I would consider it to be one of the main purposes of the feature, at least it is in the C++ world. It's not uncommon to have applications (often games) that are completely unusable if some key functions are not inlined, so you need this sort of feature to debug those applications.

I would call it the "idiomatic equivalent". In each case it is the obvious way given to users to iterate over some integers. If that ever became idiomatic C++ I hope they would make it always inline as well :wink:

Rustc generally doesn't really care about debug performance, and generally prefers erring on the side of faster compilation and avoiding open-coding methods that already exist to debug performance, if release mode perf is unimpacted.

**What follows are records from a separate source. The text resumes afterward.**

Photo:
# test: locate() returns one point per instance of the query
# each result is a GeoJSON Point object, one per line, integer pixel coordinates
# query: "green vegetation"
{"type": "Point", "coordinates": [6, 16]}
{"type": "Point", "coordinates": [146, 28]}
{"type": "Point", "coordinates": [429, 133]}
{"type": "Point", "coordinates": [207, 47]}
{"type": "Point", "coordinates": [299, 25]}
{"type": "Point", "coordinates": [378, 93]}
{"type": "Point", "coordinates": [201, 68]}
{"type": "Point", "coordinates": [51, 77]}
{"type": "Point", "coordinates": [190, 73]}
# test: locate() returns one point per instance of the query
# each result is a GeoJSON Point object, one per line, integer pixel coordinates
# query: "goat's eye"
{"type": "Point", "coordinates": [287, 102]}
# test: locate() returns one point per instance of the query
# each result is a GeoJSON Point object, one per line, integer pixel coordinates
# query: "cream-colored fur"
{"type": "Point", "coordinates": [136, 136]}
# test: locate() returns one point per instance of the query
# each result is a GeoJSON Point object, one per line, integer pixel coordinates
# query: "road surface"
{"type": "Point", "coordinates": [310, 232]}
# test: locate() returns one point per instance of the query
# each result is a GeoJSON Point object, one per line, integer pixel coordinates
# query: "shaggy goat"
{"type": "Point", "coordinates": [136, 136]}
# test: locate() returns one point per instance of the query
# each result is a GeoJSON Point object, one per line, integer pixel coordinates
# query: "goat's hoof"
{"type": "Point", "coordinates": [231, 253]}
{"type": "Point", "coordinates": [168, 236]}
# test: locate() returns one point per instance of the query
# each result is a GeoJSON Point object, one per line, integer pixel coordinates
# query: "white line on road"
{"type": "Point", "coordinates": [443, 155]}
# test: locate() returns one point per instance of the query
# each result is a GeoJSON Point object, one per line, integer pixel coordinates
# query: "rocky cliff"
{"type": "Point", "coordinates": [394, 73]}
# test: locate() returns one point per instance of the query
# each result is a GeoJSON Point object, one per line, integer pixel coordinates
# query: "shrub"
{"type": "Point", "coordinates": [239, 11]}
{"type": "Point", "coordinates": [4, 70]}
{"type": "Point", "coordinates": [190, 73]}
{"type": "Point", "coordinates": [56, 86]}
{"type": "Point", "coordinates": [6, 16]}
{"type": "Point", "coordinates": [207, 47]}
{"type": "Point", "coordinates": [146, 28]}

If for these cases rustc emitted the appropriate LLVM IR directly, I suspect this would actually be a compile time improvement, but of course it would have to be measured.

1 Like

Good to know!

Work on the MIR inliner continues, and I suspect that it might one-day be the answer for these things, rather than forcing a bunch of attributes all throughout core . (It'd be one of those changes where it's really hard to have a good answer for "no, that one should/shouldn't get it" when PRs show up.)

I could foresee ambiguous cases, but I would argue the cases I'm listing here are unambiguous. What would be wrong with the litmus test: does this compile to one instruction or one unconditional function call?

2 Likes

That's an argument to run the LLVM inliner at O1 with a very low threshold, more than argument to make a bazillion code changes to core/std, IMHO. And that's in essence what a bunch of the MIR optimizations are trying to be able to do.

1 Like

I don't think it would be a bazillion, mostly just a lot of core::ptr::*. I guess what's surprising here is that things that I would normally expect to be language primitives are function calls, which for some of these ops is replacing what a C/C++ programmer would expect to be happening with an operation that is ~10x more expensive. Even for debug builds that seems outside the mental cost model most people would have. I think it's reasonable to use #[inline(always)] to make reality and people's mental model match up. Maybe a further litmus test would be: is this an operation directly implemented by the compiler in C, or does it exist exclusively to tell rustc information about the type (e.g. UnsafeCell::get)?

As an experiment I tried compiling with O1 -- it definitely helps, but still makes some weird choices -- e.g. it gets rid of UnsafeCell::get but not Cell::get.

3 Likes

IME LLVM often won't always inline at O1, and so #[inline(always)] is still useful on trivial operations.

I've also seen performance degrade from switching code to use the (harder to use incorrectly) ptr::cast in a very tight loop, compared to manual casting.

This tradeoff sucks, tbh.

3 Likes

This topic was automatically closed 90 days after the last reply. New replies are no longer allowed.